Gene Editing of Healthy Cells Improves CAR T-cell Therapy for AML, Preclinical Study Shows

Gene Editing of Healthy Cells Improves CAR T-cell Therapy for AML, Preclinical Study Shows

Genetic modification of healthy blood stem cells prevents off-target effects of chimeric antigen receptor (CAR) T-cell therapy for treating acute myeloid leukemia (AML), a recent preclinical study shows.

The study, “Genetic Inactivation of CD33 in Hematopoietic Stem Cells to Enable CAR T Cell Immunotherapy for Acute Myeloid Leukemia,” was published in the journal Cell.

Nowadays, CAR T-cell therapy is one of the most promising strategies to fight cancer. It genetically alters T-cells — a type of white blood cell that recognizes foreign molecules through specific membrane receptors — so that their receptors specifically recognize and kill tumor cells.

CAR T-cell therapy requires taking blood from the patient, isolating T-cells, changing the cells genetically to attack proteins associated with cancer, and then infusing them back into the patient. The most suitable target protein is the one that’s highly expressed by tumor cells and absent in healthy cells.

However, this is very difficult to achieve, and so far, CAR T-cell therapy not only targets tumor cells, but also healthy ones, called “off-target effects.”

One of those examples is AML, a type of blood cancer that causes the overproduction of immature myeloid cells, which are blood cells that give rise to red blood cells, platelets, and special types of white blood cells.

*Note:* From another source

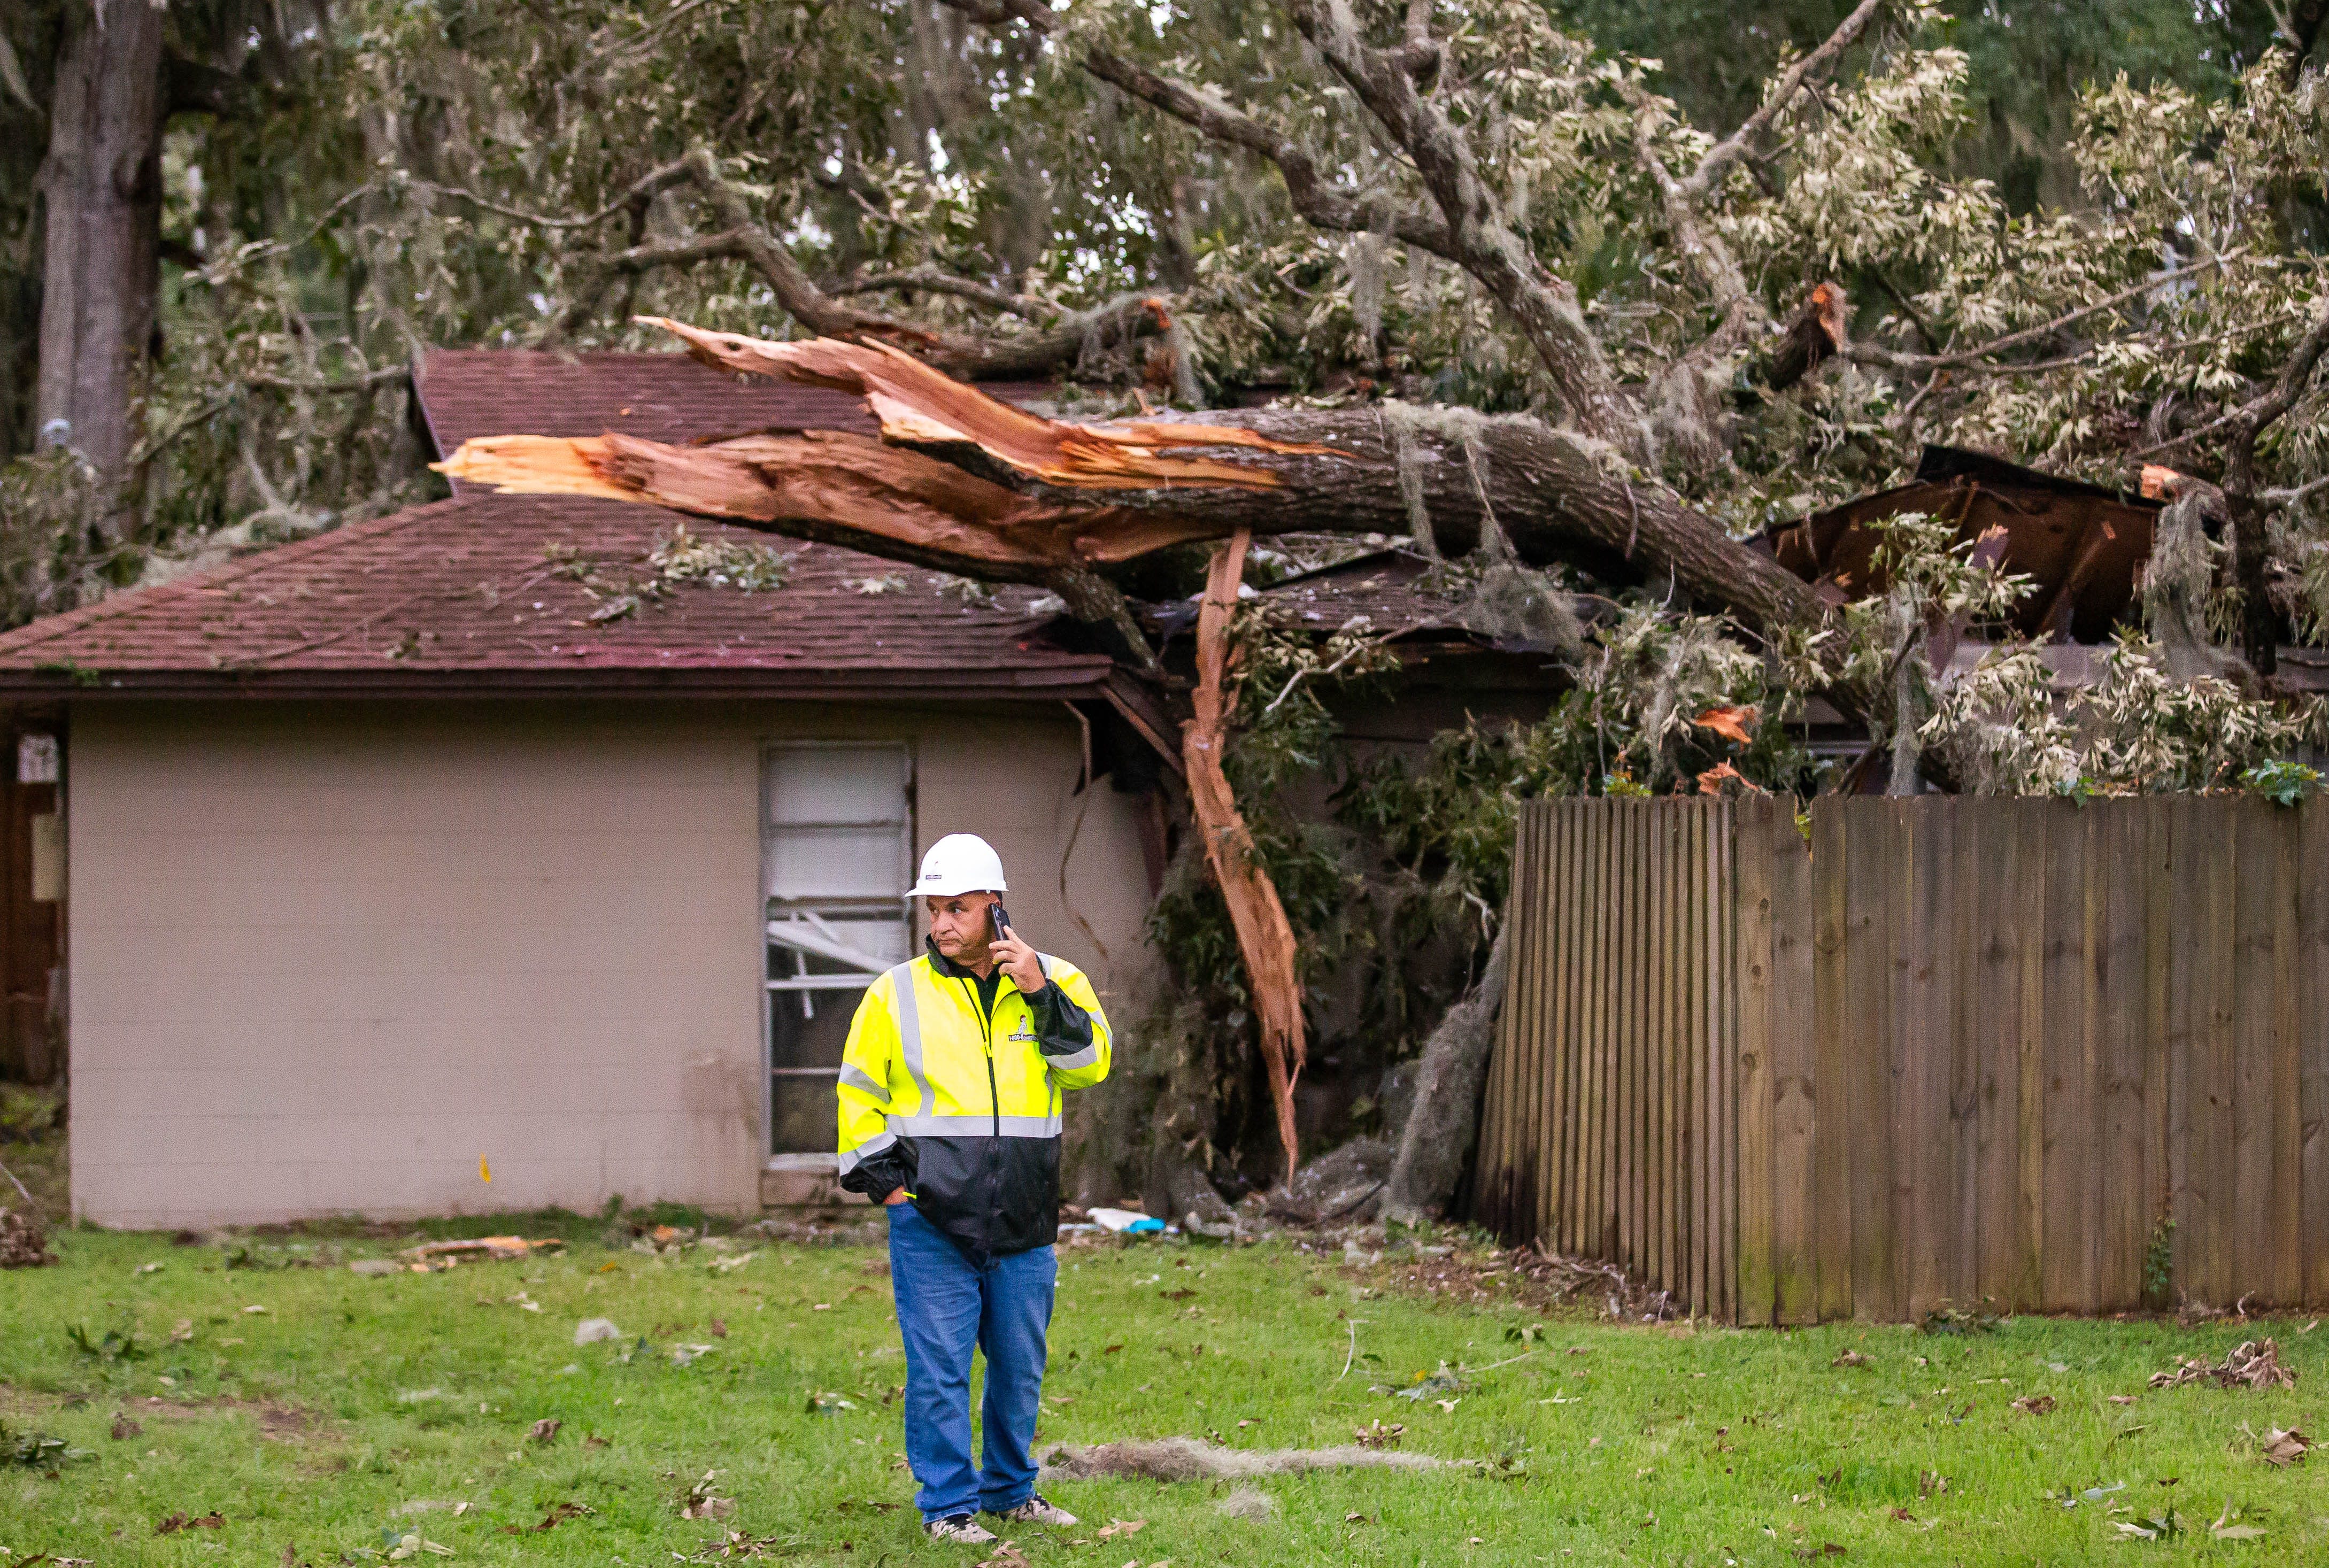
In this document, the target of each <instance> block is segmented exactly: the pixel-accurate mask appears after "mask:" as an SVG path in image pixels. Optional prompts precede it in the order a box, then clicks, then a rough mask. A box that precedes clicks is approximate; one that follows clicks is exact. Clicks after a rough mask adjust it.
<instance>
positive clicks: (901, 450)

The use of CD33 — a cell surface molecule highly expressed in AML cancer cells — as a target of CAR T-cell therapy for AML results in the destruction not only of cancer cells, but also healthy myeloid cells.

To develop a specific CAR T-cell therapy against CD33, researchers at the University of Pennsylvania’s Abramson Cancer Center designed and evaluated the effectiveness of a new approach that combines CAR T-cell therapy with transplantation of modified healthy stem cells that no longer have CD33.

The removal of CD33 from healthy stem cells was achieved with the CRISPR/Cas9 gene editing system, which allows researchers to edit parts of the genome by adding, removing, or changing specific sections of the DNA.

Human stem cells lacking CD33 were found to be functional not only when grown in the lab, but also when injected into mouse and primate models.

The injection of these modified stem cells, along with CAR T-cells against CD33, in a mouse model showed that CAR T-cells selectively attacked CD33-positive cancer cells, without affecting healthy cells.

“This study represents a significant advance toward effective and safe targeting of leukemia cells using CAR T cells,” Cynthia E. Dunbar, the study’s co-senior author, said in a press release.

“Think of this as bone marrow transplant 2.0; the next generation of transplants,” said Saar I. Gill, the study’s co-senior author. “It gives you a super powerful anti-leukemia effect thanks to the CAR T cells, but at the same time it has the potential to get rid of the main toxicity,” he said.

The researchers believe this approach will lead to higher response rates in AML patients, and they now hope to move to human trials. In AML patients in remission, instead of modifying the patient’s cells — which can still have undetectable cancer cells — this approach could be performed using cells from a healthy donor.

The researchers noted this strategy might be used for other cell-surface molecules, or to other forms of targeted immunotherapy, opening the door to new and improved treatments in AML.